Non concordo con questa sua ultima affermazione ( ...a mio parere, non ci
sarebbe bisogno di avere contro-informazioni per capire che sono delle
enormi pagliacciate), e vorrei far notare come il suo punto di osservazione
sia stato assai più ampio e privilegiato, rispetto a quello consentito allo
scientologist medio, prima dell'avvento di Internet.
Dai suoi messaggi si deduce infatti che deve aver letto MOLTO sui vari siti
critici, PRIMA di trarre le conclusioni negative che ha qui espresso.
La inviterei quindi a tener conto di questo fattore, che giudico
determinante.
Siamo proprio sicuri che in assenza di tutte quelle preziose informazioni
critiche avrebbe comunque catalogato Scientology nello stesso modo?

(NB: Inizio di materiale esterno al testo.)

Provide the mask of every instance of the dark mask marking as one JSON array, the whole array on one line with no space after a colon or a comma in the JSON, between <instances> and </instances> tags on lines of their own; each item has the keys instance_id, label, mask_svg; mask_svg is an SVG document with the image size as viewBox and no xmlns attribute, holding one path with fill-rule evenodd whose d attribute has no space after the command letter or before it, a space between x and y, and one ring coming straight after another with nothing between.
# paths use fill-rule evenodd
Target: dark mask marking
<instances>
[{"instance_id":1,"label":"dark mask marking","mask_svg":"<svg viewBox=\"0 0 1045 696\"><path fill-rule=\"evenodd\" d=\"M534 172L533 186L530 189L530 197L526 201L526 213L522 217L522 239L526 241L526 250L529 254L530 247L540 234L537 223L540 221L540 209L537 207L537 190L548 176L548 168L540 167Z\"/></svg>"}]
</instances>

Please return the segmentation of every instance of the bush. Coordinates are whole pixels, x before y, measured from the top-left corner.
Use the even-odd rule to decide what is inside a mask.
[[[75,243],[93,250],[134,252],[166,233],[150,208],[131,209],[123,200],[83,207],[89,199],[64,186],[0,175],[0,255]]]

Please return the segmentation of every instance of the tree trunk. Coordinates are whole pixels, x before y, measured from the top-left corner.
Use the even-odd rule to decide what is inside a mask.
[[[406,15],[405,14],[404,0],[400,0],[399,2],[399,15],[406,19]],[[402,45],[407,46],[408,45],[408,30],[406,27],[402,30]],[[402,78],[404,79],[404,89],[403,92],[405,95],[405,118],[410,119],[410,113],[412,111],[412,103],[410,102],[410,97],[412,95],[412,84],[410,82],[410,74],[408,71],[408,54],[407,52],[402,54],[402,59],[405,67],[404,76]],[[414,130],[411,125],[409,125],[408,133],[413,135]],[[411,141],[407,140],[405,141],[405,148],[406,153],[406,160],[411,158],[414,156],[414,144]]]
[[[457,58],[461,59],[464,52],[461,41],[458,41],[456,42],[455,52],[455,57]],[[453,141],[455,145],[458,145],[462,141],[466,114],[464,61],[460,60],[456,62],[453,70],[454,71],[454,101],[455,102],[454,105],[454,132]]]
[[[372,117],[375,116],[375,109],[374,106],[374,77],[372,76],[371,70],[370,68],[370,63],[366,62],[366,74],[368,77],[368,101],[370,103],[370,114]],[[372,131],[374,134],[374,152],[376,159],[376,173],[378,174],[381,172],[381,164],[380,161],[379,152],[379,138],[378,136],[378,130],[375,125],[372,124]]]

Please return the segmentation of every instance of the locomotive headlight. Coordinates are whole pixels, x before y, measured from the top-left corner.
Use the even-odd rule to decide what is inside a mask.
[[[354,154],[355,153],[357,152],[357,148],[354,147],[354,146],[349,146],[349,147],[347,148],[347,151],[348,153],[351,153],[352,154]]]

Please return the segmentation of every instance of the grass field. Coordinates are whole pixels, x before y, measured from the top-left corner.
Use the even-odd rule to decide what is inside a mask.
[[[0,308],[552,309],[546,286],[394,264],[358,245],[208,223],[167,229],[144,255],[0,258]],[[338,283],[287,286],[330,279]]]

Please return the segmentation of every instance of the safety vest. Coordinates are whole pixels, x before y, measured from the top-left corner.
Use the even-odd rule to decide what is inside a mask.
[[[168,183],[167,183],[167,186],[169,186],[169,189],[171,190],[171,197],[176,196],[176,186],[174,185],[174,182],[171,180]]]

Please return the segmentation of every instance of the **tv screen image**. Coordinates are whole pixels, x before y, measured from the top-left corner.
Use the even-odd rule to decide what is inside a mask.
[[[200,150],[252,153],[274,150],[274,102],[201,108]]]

Non è forse più probabile pensare che - ad un esame superficiale ed in
assenza di Internet - avrebbe semplicemente catalogato Dianetics/Scientology
come gruppo alternativo un po' ingenuo del tipo "Migliora te stesso con la
psicoanalisi", "Ascolta il tuo vero io con le tecniche di rilassamento
Jacobson", "Impara ad ottenere il massimo da te stesso con la meditazione",
"Ritrova il tuo equilibrio con lo yoga" e simili?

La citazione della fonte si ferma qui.